I just finished re-reading the Nigam, McCallum and Mitchell paper Semi-Supervisied Text Classification Using EM before implementing an EM tutorial and new naive Bayes implementation. I was struck by:
For pre-processing, stopwords are removed and word counts of each document are scaled such that each document has constant length, with potentially fractional word counts. (Nigam et al. p. 9; my bold)
I figured they meant an L1 norm, which amounts to dividing by the sum of (the absolute value of the) counts. But they could’ve meant the L2 norm that’s used in vector-based information retrieval, which amounts to dividing by vector length, which is just the square root of the sum of the squared counts. In fact, (Rennie et al. 2003) used L2 norms (after log-scale TF/IDF weighting!).
I also didn’t know what length they normed to, but figured it’d be something small so that the conditional probability estimates of naive Bayes would have less variance (more on this below).
So I wrote off to Kamal Nigam, who kindly responded with answers. Yes, they used an L1 norm, but they used a surprisingly long length, on the order of hundreds of words, which will cause most naive Bayes estimates to tend toward 0 or 1 due to the faulty independence assumption underlying naive Bayes. They used the stoplist from Andrew McCallum’s BOW toolkit, and Kamal was pretty sure they case normalized. (20 Newsgroups also works a smidgen better for classification if you strip out the headers, which I’m not sure if they did or not.)
It’s pretty clear how to generalize naive Bayes to handle fractional counts — just use floating point accumulators (better make that a
double) and carry out all the other calculations in exactly the same way.

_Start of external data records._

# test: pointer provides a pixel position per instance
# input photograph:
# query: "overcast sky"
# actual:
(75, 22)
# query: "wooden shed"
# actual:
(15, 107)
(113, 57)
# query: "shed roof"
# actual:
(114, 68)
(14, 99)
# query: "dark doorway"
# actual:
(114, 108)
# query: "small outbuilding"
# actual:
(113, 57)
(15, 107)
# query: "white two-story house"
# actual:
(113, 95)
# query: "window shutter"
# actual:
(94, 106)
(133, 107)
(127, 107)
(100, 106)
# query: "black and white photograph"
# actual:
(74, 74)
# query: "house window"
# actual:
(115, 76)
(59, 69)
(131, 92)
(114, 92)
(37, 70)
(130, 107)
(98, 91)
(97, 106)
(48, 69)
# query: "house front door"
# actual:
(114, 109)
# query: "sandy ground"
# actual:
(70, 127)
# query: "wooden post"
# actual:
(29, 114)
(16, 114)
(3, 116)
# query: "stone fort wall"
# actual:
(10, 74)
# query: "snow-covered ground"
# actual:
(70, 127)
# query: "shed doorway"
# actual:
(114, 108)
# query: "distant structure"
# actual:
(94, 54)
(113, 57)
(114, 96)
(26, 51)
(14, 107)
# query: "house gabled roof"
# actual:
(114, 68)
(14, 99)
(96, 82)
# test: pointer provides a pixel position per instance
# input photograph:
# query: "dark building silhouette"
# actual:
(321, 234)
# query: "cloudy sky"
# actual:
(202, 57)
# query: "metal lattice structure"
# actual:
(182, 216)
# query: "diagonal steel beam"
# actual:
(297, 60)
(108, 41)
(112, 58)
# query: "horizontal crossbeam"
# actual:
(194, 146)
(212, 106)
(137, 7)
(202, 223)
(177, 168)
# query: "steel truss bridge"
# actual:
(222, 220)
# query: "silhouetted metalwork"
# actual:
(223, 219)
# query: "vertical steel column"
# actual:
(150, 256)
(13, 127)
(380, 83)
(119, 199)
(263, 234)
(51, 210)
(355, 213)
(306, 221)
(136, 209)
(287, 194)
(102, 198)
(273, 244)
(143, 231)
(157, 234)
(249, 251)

Let’s say I have two categories with the following estimates after training:
p(cat1) = 0.9 p(cat2) = 0.1 p(a|cat1) = 0.7 p(a|cat2) = 0.4 p(b|cat1) = 0.3 p(b|cat2) = 0.6
Now what happens when I get the document “a a b”?
p(cat1|a a b) ∝ p(cat1) * p(a|cat1) * p(a|cat1) * p(b|cat1) = .9 * .147 p(cat2|a a b) ∝ p(cat2) * p(a|cat2) * p(a|cat2) * p(b|cat2) = .1 * .096
p(cat1|a a b) = .9*.147 / (.9*.147 + .1*.096) = 0.93
That’s without length normalization. What if we make the length norm 1? Then we have to raise all of our token probabilities (not the category probabilities) to the 1/3 power, yielding:
p(cat1|a a b) ∝ p(cat1) * p(a|cat1) * p(a|cat1) * p(b|cat1) = .9 * .147**(1/3) p(cat2|a a b) ∝ p(cat2) * p(a|cat2) * p(a|cat2) * p(b|cat2) = .1 * .096**(1/3)
This works out to an estimate of
p(cat1|a a b) = 0.91. Suppose we take the norm to be 100, we raise the conditional probs to the power of (100/3), yielding
p(cat1|a a b)=1.0 (well, actually 0.999999925).
In general, length norms lower than the length of the document drive the estimates
p(cat|text) closer to the category distribution
p(cat|text), in this case 0.9, and length norms greater than the document length drive the estimates closer to 0 or 1. Thus with a balanced category distribution, the posterior category estimates are driven to the uniform distribution.
One side effect of this normalization is that the joint probabilities are no longer coherent. It’s easy to see that the infinite chain of inputs “a”, “a a”, “a a a”, …, each of which has the same “joint probability” after length normalization, is going to drive our total probablity above 1.0. Nigam et al. just went ahead and carried out EM in the usual way in an attempt to maximize joint probability estimates of the data and the models (simply Dirichlet prior and MAP estimate).